There are things you can’t predict: the return of the Flat Earth Society, “raw water,” Three 6 Mafia winning an Oscar, etc. In that vein, who would think that private press recordings of Canadian children singing would be a hot ticket item? But that was the case when a chance discovery at a thrift store led to putting one of the songs on a mix CD destined for the ears of WFMU’s “outsider music” enthusiast, Irwin Chusid. That led to Brian Linds, the discoverer, to send nine more songs, which instigated Chusid’s search to track down the origins of the record, leading him to Hans Fenger, the music teacher responsible, as well as a second LP. The journey could have stopped there, but Chusid had a bigger vision. With permission from Fenger, the school system, and the singers he was able to contact, he and Bar/None released the two albums as a new collection titled Innocence & Despair, credited to The Langley Schools Music Project in 2001. The project quickly became a cult hit and critical favorite with many celebrity fans, including David Bowie and Neil Gaiman. Now, 15 years after that release, Bar/None is revisiting the project with a vinyl release including expanded liner notes, and for the first time on the domestic release, the entirety of the recordings from which the albums were made. (Previously, they were available only on the European release.)
The Langley Schools Music Project has had quite an extended life for something that wasn’t intended to be heard outside of the school system. As a new teacher in 1976, Fenger was looking for a way to make music education interesting and fun for students. Armed with enthusiasm and the teachings of Geoff Orff, whose self-designed instruments are heavily featured on the recordings, he went about recording 60 students from four schools live to two-track tape in a school gymnasium between 1976 and 1977. The resulting two albums were intended to be mementos for the participants.
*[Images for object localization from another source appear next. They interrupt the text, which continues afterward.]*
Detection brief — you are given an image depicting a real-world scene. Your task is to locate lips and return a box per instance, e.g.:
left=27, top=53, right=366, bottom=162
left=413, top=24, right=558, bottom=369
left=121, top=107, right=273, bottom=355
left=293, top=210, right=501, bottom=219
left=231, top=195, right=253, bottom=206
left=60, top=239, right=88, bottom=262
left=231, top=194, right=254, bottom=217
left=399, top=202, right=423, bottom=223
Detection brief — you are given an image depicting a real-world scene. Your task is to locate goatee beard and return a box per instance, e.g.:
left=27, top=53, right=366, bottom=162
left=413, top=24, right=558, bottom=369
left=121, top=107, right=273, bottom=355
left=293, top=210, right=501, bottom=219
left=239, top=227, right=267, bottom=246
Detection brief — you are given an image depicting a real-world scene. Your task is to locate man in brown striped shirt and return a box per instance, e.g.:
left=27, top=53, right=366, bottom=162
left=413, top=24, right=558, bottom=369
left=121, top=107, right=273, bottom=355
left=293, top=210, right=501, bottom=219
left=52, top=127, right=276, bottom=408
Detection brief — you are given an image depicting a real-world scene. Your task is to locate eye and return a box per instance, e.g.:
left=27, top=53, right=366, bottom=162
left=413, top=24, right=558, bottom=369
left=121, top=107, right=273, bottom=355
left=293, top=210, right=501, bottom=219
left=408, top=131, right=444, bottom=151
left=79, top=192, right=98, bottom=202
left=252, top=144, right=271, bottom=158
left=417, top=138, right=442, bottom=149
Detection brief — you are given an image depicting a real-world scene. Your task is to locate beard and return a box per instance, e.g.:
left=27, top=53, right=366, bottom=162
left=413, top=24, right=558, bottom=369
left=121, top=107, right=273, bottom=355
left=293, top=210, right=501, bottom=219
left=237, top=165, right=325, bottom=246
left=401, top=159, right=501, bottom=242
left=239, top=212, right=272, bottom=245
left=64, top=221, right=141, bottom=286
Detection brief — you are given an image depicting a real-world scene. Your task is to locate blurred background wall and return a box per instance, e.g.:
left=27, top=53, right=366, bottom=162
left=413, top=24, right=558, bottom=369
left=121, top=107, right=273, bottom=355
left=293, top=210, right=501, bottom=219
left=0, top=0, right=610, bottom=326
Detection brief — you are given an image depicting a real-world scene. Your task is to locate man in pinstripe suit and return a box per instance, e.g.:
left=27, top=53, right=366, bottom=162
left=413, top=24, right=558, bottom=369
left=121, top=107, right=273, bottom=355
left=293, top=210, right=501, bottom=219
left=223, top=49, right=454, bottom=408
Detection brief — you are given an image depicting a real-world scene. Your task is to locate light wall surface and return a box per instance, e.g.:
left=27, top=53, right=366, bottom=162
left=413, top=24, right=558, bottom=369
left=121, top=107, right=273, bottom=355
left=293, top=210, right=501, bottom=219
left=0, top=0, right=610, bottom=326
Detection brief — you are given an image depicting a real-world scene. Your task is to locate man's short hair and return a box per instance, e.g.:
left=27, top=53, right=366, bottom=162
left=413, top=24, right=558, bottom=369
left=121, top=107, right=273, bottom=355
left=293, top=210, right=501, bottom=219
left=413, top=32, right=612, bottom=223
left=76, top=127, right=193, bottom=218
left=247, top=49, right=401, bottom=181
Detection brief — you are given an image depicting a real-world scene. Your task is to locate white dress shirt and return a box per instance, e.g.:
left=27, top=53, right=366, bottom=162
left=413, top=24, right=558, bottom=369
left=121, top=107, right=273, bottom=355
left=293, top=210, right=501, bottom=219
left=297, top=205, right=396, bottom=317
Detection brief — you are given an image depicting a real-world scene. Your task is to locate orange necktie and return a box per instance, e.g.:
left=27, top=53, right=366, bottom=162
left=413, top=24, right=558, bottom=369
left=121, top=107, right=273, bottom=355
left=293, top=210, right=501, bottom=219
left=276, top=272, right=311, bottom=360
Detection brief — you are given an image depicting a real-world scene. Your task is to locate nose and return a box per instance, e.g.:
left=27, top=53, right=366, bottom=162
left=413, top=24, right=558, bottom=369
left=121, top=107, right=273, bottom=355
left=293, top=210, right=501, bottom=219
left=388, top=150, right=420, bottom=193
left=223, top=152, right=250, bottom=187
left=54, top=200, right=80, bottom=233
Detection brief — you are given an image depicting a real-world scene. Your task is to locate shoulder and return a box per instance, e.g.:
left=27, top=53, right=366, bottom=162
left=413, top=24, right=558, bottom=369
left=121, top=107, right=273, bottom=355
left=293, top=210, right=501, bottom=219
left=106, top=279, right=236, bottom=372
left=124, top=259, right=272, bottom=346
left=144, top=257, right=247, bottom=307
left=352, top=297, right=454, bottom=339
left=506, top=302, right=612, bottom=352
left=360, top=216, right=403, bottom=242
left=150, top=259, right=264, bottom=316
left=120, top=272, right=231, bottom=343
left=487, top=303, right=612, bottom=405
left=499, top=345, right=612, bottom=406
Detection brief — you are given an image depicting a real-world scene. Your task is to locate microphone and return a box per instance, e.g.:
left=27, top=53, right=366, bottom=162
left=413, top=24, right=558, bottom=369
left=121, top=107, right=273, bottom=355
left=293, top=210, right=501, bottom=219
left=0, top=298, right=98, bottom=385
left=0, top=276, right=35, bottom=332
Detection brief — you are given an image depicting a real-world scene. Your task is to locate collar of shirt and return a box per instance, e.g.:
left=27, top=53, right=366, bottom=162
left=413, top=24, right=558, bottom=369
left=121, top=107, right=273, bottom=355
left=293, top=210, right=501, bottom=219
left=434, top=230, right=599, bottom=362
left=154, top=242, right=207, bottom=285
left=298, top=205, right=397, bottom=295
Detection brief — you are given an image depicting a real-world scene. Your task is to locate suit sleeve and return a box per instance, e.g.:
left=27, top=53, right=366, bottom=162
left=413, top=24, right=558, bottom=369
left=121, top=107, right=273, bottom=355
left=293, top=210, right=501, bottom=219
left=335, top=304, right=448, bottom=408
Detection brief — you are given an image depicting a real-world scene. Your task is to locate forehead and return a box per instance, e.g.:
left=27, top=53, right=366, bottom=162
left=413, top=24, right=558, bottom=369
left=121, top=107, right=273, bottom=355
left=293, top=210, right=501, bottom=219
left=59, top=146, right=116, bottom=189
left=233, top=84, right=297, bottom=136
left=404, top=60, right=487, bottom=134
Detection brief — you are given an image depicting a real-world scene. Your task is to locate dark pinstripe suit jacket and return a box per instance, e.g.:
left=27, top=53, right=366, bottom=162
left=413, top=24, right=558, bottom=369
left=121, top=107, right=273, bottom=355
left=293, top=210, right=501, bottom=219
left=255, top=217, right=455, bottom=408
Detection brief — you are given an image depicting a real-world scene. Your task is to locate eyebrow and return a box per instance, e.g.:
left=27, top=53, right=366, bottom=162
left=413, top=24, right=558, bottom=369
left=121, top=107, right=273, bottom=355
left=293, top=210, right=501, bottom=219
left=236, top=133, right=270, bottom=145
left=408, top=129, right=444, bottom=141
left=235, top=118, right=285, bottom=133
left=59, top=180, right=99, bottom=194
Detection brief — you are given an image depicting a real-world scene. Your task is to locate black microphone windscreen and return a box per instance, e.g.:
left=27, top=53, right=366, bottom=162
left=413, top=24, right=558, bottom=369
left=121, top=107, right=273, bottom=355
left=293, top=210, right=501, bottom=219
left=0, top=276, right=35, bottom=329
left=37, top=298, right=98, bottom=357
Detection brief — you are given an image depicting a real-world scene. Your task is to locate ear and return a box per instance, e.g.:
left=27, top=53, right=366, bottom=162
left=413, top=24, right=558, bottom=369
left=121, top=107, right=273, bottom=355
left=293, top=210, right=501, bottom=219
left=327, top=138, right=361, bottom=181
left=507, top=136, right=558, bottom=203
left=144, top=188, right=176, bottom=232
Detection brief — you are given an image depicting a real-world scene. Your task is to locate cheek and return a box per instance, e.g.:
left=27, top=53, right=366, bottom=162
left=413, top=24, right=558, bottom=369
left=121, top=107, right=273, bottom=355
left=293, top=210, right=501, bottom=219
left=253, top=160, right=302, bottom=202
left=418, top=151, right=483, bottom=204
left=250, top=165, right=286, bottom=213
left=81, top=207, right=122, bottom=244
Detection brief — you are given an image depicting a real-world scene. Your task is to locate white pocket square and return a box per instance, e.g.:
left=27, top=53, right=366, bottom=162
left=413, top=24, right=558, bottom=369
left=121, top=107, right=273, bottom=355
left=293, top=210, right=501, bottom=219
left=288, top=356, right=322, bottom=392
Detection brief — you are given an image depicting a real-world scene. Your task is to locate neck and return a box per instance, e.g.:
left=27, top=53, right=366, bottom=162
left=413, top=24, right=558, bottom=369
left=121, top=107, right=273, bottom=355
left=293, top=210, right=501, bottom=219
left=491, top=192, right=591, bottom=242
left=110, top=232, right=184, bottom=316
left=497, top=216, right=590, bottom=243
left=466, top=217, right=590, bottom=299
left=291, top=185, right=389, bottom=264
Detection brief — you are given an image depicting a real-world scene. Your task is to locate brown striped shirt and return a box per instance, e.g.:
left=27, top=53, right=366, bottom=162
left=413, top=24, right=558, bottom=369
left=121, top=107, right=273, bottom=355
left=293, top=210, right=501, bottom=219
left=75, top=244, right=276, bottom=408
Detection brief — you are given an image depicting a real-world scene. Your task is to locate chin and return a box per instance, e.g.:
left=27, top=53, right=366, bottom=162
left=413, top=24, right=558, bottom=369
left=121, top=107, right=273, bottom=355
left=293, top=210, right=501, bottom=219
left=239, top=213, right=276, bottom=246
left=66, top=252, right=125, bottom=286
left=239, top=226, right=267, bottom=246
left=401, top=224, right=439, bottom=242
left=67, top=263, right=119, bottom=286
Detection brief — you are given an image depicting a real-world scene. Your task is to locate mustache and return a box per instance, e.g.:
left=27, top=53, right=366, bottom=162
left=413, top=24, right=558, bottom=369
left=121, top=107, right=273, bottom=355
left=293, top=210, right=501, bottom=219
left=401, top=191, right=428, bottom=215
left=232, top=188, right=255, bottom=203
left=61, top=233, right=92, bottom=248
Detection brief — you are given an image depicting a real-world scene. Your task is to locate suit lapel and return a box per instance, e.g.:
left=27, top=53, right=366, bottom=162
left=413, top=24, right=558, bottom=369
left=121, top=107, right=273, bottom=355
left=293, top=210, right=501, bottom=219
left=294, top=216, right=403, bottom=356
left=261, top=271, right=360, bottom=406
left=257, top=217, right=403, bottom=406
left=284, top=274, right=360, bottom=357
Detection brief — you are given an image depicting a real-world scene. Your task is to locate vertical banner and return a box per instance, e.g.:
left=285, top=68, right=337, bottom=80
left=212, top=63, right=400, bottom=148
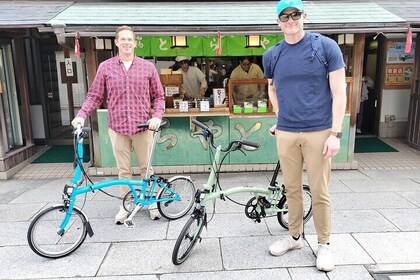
left=134, top=36, right=151, bottom=57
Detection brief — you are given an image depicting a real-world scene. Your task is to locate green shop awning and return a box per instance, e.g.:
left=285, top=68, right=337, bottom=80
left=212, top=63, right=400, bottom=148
left=135, top=34, right=284, bottom=57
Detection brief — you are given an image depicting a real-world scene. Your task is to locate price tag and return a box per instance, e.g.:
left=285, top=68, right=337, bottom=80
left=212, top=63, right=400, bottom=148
left=165, top=86, right=179, bottom=96
left=179, top=101, right=189, bottom=112
left=200, top=100, right=210, bottom=111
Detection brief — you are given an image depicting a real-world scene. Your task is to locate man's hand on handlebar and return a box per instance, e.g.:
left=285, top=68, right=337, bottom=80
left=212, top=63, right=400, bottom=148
left=148, top=117, right=162, bottom=131
left=71, top=117, right=85, bottom=129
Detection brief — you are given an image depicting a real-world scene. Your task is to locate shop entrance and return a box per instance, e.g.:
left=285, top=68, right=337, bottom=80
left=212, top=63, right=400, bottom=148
left=358, top=35, right=379, bottom=136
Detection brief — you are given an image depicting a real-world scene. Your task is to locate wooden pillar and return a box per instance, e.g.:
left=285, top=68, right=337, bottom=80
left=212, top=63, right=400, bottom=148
left=14, top=37, right=33, bottom=145
left=351, top=33, right=365, bottom=127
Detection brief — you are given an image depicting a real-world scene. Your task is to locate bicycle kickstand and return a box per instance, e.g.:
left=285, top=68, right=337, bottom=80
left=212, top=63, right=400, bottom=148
left=124, top=203, right=142, bottom=228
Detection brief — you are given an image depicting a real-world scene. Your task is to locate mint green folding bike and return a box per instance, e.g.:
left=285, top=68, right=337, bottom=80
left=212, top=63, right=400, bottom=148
left=172, top=119, right=313, bottom=265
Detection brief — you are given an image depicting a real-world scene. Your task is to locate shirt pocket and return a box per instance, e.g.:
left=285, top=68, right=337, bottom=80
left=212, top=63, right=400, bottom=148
left=301, top=56, right=325, bottom=74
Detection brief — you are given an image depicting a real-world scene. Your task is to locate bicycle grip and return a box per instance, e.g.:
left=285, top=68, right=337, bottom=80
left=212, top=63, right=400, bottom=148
left=241, top=140, right=260, bottom=149
left=191, top=119, right=209, bottom=130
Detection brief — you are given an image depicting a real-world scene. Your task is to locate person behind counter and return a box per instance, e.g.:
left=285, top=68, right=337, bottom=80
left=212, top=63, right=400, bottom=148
left=175, top=56, right=208, bottom=99
left=229, top=57, right=265, bottom=104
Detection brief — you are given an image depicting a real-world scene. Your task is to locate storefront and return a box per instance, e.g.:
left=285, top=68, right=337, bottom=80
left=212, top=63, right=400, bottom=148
left=1, top=1, right=419, bottom=178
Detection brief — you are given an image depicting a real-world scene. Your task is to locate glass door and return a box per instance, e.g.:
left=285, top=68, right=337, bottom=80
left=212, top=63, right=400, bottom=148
left=0, top=43, right=23, bottom=153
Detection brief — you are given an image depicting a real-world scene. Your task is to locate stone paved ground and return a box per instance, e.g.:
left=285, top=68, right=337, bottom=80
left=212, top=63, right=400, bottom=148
left=1, top=165, right=420, bottom=279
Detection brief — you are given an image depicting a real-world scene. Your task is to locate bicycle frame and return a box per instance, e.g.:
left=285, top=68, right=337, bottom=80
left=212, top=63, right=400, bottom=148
left=196, top=139, right=286, bottom=218
left=58, top=123, right=181, bottom=232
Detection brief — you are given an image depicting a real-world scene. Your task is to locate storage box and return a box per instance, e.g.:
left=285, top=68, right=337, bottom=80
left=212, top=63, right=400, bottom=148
left=160, top=74, right=183, bottom=86
left=244, top=102, right=254, bottom=114
left=233, top=105, right=242, bottom=114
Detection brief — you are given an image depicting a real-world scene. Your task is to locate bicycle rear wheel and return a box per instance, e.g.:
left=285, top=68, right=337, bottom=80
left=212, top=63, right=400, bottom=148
left=172, top=212, right=205, bottom=265
left=157, top=176, right=195, bottom=220
left=277, top=185, right=313, bottom=229
left=27, top=205, right=87, bottom=258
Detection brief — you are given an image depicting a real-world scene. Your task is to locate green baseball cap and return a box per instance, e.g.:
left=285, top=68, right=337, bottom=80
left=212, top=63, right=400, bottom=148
left=276, top=0, right=304, bottom=16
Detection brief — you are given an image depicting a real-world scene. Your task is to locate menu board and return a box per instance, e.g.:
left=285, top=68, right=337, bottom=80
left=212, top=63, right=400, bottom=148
left=386, top=41, right=415, bottom=64
left=384, top=40, right=415, bottom=88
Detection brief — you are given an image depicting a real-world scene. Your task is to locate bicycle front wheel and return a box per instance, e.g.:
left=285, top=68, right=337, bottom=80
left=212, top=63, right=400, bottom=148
left=27, top=205, right=87, bottom=258
left=172, top=212, right=205, bottom=265
left=277, top=185, right=313, bottom=229
left=157, top=176, right=195, bottom=220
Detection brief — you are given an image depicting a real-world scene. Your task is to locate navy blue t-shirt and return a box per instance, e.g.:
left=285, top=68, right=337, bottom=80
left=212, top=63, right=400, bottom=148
left=263, top=32, right=345, bottom=132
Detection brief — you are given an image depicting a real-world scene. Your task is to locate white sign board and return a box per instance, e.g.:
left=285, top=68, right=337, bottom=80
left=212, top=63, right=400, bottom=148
left=179, top=101, right=189, bottom=112
left=65, top=58, right=74, bottom=77
left=213, top=88, right=226, bottom=106
left=200, top=100, right=210, bottom=111
left=165, top=86, right=179, bottom=96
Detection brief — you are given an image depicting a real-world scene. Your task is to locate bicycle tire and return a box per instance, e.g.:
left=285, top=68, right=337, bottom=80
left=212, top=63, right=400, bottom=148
left=172, top=213, right=204, bottom=265
left=27, top=205, right=87, bottom=258
left=277, top=185, right=313, bottom=229
left=157, top=176, right=195, bottom=220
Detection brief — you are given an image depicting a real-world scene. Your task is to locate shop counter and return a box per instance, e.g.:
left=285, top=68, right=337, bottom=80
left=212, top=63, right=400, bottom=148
left=94, top=109, right=351, bottom=169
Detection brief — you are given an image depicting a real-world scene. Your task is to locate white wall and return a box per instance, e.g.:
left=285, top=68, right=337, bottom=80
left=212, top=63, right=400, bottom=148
left=380, top=89, right=411, bottom=122
left=30, top=105, right=45, bottom=139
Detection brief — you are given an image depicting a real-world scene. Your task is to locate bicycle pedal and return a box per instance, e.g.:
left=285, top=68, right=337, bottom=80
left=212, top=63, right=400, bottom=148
left=124, top=219, right=135, bottom=228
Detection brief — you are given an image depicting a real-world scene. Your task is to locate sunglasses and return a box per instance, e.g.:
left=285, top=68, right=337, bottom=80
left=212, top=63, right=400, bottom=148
left=279, top=11, right=303, bottom=22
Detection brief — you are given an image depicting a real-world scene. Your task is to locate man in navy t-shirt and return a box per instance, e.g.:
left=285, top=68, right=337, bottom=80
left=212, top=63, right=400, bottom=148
left=262, top=0, right=347, bottom=272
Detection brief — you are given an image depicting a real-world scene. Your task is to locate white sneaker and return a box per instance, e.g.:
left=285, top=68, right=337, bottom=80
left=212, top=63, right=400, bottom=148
left=316, top=243, right=335, bottom=272
left=148, top=202, right=161, bottom=220
left=269, top=235, right=304, bottom=256
left=356, top=129, right=362, bottom=134
left=115, top=206, right=129, bottom=225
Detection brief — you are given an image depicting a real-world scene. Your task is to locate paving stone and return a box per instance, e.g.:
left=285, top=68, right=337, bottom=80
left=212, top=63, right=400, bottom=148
left=0, top=243, right=110, bottom=279
left=379, top=209, right=420, bottom=231
left=221, top=235, right=315, bottom=270
left=8, top=188, right=64, bottom=204
left=353, top=232, right=420, bottom=263
left=0, top=221, right=31, bottom=246
left=331, top=192, right=416, bottom=210
left=397, top=191, right=420, bottom=207
left=0, top=179, right=47, bottom=190
left=97, top=239, right=222, bottom=275
left=0, top=203, right=47, bottom=222
left=288, top=266, right=328, bottom=279
left=266, top=210, right=399, bottom=236
left=0, top=187, right=27, bottom=204
left=49, top=276, right=157, bottom=280
left=330, top=170, right=371, bottom=180
left=36, top=178, right=71, bottom=189
left=84, top=216, right=168, bottom=243
left=361, top=170, right=420, bottom=180
left=329, top=180, right=354, bottom=193
left=326, top=265, right=374, bottom=280
left=161, top=268, right=291, bottom=280
left=306, top=234, right=375, bottom=265
left=341, top=179, right=420, bottom=193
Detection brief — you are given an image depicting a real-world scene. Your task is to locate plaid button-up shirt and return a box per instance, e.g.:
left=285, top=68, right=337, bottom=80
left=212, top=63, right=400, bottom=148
left=77, top=56, right=165, bottom=136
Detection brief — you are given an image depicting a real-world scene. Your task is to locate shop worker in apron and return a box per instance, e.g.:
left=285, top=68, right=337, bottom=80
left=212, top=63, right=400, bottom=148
left=71, top=25, right=165, bottom=223
left=263, top=0, right=346, bottom=272
left=175, top=56, right=208, bottom=99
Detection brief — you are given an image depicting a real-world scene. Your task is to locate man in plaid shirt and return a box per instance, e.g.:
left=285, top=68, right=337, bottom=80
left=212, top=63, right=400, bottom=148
left=71, top=25, right=165, bottom=223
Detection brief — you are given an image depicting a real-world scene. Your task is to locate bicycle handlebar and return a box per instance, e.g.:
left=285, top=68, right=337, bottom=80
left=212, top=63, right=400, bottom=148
left=137, top=120, right=168, bottom=131
left=191, top=119, right=260, bottom=152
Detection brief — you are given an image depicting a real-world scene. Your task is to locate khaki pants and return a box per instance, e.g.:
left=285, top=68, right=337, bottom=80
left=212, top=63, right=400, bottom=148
left=108, top=128, right=154, bottom=197
left=275, top=129, right=331, bottom=244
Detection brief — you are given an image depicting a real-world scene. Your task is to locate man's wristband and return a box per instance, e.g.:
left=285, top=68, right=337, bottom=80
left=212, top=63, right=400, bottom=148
left=330, top=131, right=343, bottom=138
But what presumably gave the albums life beyond the novelty of the story is that the song selection is probably as far from “kiddie” music as one could imagine. Fenger has said that the students helped lead the song selection with more mature choices than one would imagine. So while of course much of it is shaped by the popular music of the time like the “fun” music of the Beach Boys, there is an undercurrent of melancholy that anchors the proceedings. The kids relished the opportunity to be dramatic, and that’s on full display. I mean who would program a children’s choir to sing Fleetwood Mac’s “Rhiannon” or Bowie’s “Space Oddity?” But the performances never seem gimmicky or too big for the performers. On the contrary, there’s such a lack of affect, it’s entirely disarming and charming. As part of the teaching process, Fenger discussed what the songs’ lyrics meant and the kids seemed to take the lessons to heart. They’re not just singing the songs, they’re performing them, interpreting the lyrics and reacting appropriately.
While the initial Innocence and Despair release took a “greatest hits” approach to the original albums, there were distinct difference between the two recordings. The first was focused on the full choir, while the second album brought some featured soloists to the table. It’s from the second recording session that one of the most cited songs comes from, Shelia Behman’s rendition of The Eagles’ “Desperado.” If you’re looking for the titular mood of the album, this song might that be the one that catches you off guard. With just a simple piano backing, it just might wash away years of threadbare Big Lebowski references. But if that’s not your cup of tea, the whole overall collection is charming enough to warm most hearts. Who can stay cold in the face of a raucous run-through of the Bay City Rollers’ “Saturday Night,” with the overenthusiastic drummer hitting the cymbals a wee bit too loud and slightly offbeat? Who can resist the bizarreness of the Klaatu (by way of The Carpenters) song “Calling Occupants of Interplanetary Craft” closing the record? If nothing else, the anomalous album is a testament to the power and joy of music and the serendipity inherent in those moments of creation.